Kittisak Jermsittiparsert and Waurasit Poothong

Global Journal of Health Science, 2017, vol. 9, issue 10, 127

Abstract: This research aims to (1) examine the political ideology and prioritization of qualities for men to be chosen as a boyfriend, (2) compare such prioritization among individuals by considering their personal factors, including class years, majors, hometowns, parents’ occupations, and household incomes, and (3) test the relationship between the political ideology and such prioritization. The research is conducted by collecting data from 400 female students of a private university in Pathumthani, Thailand who registered in the final semester of the 2016 academic year.
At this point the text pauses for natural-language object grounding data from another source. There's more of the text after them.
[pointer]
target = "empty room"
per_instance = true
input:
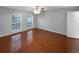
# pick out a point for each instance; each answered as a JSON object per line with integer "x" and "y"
{"x": 39, "y": 29}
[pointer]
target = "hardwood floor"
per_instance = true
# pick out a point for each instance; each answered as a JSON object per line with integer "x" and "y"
{"x": 35, "y": 40}
{"x": 73, "y": 45}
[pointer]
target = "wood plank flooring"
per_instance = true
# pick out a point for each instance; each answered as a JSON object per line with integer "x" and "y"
{"x": 34, "y": 41}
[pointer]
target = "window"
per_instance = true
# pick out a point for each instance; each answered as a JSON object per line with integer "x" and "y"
{"x": 16, "y": 22}
{"x": 29, "y": 21}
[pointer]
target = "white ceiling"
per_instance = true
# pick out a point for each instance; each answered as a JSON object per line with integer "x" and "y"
{"x": 30, "y": 8}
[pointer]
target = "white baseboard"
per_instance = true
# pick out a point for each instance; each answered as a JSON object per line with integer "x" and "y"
{"x": 73, "y": 37}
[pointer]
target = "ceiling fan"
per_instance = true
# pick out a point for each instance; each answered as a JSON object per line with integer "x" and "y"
{"x": 39, "y": 10}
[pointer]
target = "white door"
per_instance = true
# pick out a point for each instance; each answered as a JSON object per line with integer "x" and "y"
{"x": 30, "y": 22}
{"x": 73, "y": 24}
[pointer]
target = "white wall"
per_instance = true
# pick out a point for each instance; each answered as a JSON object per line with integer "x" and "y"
{"x": 73, "y": 24}
{"x": 55, "y": 20}
{"x": 5, "y": 20}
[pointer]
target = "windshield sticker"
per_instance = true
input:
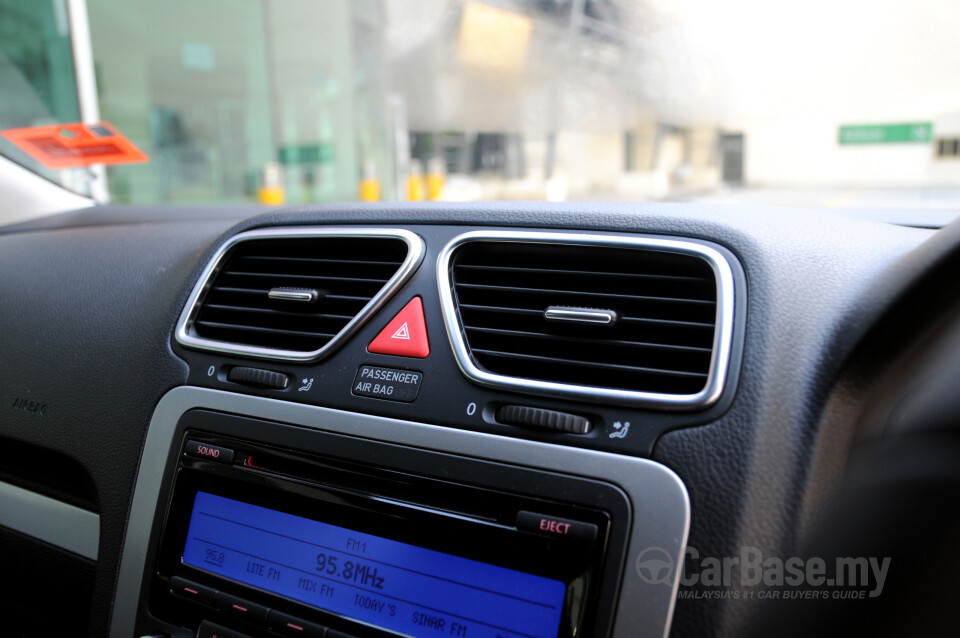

The data are collected via questionnaires, and statistically analyzed by finding the frequencies, percentages, means, and standard deviations as well as by adopting the methods of one-way analysis of variance (ANOVA), Tukey’s Pairwise Comparison Test, and Pearson’s correlation coefficient analysis, with the statistical significance set at the 5-percent level. The results show that overall the sample’s political ideology leans slightly towards liberalism, and the sample gives a moderate priority to the qualities of men to be chosen as a boyfriend. The quality to which the sample gives the top priority is the personal characters of the men. It is also found that the five personal factors also affect the prioritization of qualities for men to be chosen as a boyfriend, and that the political ideology and the prioritization of qualities for the boyfriend-to-be are only weakly related.